Segundo Helenice, que integra o departamento responsável pelo curso, essa estrutura está longe do ideal de uma formação bem direcionada, mas explica que, muitas das vezes, um daqueles professores pode ser o único a lecionar o ensino médio em sua aldeia, então, precisa saber um pouco sobre cada área.
Vácuos da educação indígena
E é isso mesmo que acontece. De acordo com levantamento da ONG Todos Pela Educação obtido com exclusividade pelo g1, em 2023, cada escola indígena de educação infantil tinha menos de dois professores.
O levantamento revela que houve aumento no número de escolas, mas queda na média de professores por instituição em comparação a 2021.
- 2021: 2.035 escolas indígenas de educação infantil, e 4.301 professores atuando nessas instituições.
- 2023: 2.257 escolas, e 3.869 professores atuantes.
Essas mesmas escolas também sofriam com falta de fornecimento de energia elétrica e de material pedagógico infantil e indígena, além de problemas estruturais em 2023.
“Imagina sair de sua comunidade, de sua região, para estudar e se especializar, e voltar para trabalhar em um local despreparado, impróprio para suprir as necessidades. São meses fora de casa para estudar, recebendo nenhum ou quase nenhum auxílio financeiro, apenas para testemunhar o descaso das redes de ensino”, Gersem Baniwa.
Outros problemas enfrentados pelos professores indígenas são a desvalorização salarial e profissional, e o cenário de incerteza no trabalho, segundo o antropólogo.
“Muitos professores que trabalham em escolas indígenas rurais têm contratos temporários, não tem vínculo empregatício com as redes de ensino e acabam trabalhando por baixos salários, correndo o risco de serem demitidos na primeira oportunidade”, explica.
Segundo o especialista, diante deste cenário, muitos profissionais formados optam por não trabalhar como professores ou escolhem fazer concursos em zonas urbanas em busca de estabilidade profissional.

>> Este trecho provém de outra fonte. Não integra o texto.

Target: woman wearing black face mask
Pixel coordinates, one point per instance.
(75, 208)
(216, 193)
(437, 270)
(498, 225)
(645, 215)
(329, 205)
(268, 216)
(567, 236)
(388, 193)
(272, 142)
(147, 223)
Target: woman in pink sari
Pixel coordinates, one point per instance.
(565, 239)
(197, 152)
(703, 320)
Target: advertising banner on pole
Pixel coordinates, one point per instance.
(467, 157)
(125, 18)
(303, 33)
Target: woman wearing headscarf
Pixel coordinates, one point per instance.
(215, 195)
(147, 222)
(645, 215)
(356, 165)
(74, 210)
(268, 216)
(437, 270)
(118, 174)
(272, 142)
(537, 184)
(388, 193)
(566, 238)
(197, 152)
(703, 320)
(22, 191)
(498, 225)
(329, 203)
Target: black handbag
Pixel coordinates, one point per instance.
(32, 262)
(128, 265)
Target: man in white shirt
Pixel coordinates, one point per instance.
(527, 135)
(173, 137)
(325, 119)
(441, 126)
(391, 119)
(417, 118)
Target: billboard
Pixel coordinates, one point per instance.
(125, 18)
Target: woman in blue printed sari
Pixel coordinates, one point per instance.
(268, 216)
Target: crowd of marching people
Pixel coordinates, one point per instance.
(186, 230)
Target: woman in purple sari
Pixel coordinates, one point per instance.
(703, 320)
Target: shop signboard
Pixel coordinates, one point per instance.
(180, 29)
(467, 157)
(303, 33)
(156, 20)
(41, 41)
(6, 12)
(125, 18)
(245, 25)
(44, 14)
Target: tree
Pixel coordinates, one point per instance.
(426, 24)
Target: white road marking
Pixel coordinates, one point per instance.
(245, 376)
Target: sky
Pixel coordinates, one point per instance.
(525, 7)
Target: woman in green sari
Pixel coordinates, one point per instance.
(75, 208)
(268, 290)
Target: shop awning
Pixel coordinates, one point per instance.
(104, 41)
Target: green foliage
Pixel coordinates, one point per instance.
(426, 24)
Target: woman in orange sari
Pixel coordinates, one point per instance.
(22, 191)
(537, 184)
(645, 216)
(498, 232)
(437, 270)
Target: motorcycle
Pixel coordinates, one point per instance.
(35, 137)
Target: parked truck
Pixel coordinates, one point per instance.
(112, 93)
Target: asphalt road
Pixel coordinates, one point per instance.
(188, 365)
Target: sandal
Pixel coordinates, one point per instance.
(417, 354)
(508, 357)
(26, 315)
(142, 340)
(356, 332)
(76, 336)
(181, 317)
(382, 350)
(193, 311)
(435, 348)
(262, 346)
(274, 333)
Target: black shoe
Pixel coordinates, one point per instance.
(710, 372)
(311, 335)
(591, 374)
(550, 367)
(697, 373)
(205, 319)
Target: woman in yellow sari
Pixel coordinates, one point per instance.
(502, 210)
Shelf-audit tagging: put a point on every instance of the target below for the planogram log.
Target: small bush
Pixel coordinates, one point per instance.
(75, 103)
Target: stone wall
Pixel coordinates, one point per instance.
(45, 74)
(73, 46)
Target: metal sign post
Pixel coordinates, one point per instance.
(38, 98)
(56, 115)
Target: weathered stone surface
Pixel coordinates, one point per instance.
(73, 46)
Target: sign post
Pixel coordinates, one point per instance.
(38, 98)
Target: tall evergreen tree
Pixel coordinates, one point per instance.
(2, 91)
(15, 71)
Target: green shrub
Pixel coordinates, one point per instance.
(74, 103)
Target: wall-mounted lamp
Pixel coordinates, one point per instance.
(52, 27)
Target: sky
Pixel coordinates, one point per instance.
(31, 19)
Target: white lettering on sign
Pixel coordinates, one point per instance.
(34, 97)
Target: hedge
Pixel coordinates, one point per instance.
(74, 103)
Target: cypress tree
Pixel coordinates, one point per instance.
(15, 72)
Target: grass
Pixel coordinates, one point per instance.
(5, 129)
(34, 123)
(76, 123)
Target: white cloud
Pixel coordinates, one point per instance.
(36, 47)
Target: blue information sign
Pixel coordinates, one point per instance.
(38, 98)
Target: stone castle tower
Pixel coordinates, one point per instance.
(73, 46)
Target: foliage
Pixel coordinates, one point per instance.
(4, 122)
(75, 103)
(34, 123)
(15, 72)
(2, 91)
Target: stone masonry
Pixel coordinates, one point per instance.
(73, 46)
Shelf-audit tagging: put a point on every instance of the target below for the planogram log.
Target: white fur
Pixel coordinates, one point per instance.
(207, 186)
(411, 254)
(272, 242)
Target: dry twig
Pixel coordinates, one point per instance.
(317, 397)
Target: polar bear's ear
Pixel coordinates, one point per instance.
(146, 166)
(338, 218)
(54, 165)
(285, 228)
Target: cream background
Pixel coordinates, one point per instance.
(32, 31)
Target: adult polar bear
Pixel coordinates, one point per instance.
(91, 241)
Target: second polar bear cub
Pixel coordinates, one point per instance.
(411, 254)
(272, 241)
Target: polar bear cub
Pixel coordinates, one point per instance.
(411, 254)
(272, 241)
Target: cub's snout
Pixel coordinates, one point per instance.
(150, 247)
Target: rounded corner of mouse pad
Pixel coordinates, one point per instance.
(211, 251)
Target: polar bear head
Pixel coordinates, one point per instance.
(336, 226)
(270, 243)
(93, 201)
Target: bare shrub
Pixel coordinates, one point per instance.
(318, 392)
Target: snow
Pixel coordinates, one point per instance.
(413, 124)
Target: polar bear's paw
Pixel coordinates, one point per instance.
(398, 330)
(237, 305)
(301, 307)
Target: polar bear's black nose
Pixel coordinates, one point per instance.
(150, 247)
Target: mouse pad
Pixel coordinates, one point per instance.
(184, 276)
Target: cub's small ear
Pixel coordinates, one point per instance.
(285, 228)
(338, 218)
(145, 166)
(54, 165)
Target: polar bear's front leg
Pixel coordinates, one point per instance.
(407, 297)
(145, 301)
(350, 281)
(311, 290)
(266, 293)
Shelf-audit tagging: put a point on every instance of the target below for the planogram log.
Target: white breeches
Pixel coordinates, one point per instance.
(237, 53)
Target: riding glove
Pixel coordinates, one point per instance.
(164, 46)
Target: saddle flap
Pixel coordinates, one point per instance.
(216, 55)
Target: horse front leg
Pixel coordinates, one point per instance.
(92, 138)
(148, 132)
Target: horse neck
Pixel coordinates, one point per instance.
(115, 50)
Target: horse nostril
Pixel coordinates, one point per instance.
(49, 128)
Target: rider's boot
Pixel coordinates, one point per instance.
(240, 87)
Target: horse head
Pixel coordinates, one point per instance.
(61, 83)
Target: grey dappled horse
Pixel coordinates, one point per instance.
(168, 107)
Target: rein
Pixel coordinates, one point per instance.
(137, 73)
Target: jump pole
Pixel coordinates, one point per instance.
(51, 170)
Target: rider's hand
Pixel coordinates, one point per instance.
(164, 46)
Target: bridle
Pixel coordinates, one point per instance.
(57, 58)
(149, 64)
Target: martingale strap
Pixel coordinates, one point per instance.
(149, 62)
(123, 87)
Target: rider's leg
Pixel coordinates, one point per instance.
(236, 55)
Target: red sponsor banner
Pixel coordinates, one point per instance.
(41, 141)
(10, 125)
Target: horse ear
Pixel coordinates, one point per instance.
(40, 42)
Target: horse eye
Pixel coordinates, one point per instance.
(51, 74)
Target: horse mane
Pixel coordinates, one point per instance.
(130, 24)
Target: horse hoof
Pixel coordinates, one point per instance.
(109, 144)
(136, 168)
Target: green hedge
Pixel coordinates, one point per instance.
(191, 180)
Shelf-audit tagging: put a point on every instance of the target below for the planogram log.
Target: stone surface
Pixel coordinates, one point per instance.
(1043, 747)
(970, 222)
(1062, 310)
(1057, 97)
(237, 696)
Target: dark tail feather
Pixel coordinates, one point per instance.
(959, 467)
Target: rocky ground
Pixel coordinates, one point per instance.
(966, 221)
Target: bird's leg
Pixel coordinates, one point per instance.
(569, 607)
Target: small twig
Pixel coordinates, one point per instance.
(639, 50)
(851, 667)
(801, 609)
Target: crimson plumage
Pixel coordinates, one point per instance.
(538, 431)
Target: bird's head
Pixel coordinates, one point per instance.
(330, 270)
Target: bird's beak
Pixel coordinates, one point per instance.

‘Temos que descolonizar a educação’
Gersem Baniwa acredita que garantir a valorização dos professores indígenas é um passo importante para que a educação escolar indígena aconteça da maneira descrita em lei. E ele defende que nem só os povos originários se beneficiariam disso.
“Quem foi educado nos moldes da educação tradicional tem dificuldade de entender que educação não é uma experiência única, composta dos mesmos elementos. Mas é algo fluido que muda e precisa mudar a partir da realidade de cada um. E isso que é a educação indígena, uma forma de educar adequada aos povos indígenas, mas tão válida e correta quando o ensino formal das cidades”, diz.
Helenice Ricardo concorda que a partir do exemplo da educação indígena, as escolas brasileiras não indígenas podem aprender muito.
“Podemos aproveitar essa experiência para criar epistemologias e metodologias para nossa educação como um todo, aceitando e permitindo as influências do povo brasileiro, dos afrodescendentes e dos indígenas, oferecendo, assim, uma educação decolonial, diferente do que fazemos há séculos”, Helenice Ricardo.
Para ela, essa é a única forma de expandir a educação de uma maneira inclusiva e mais parecida com a diversidade brasileira.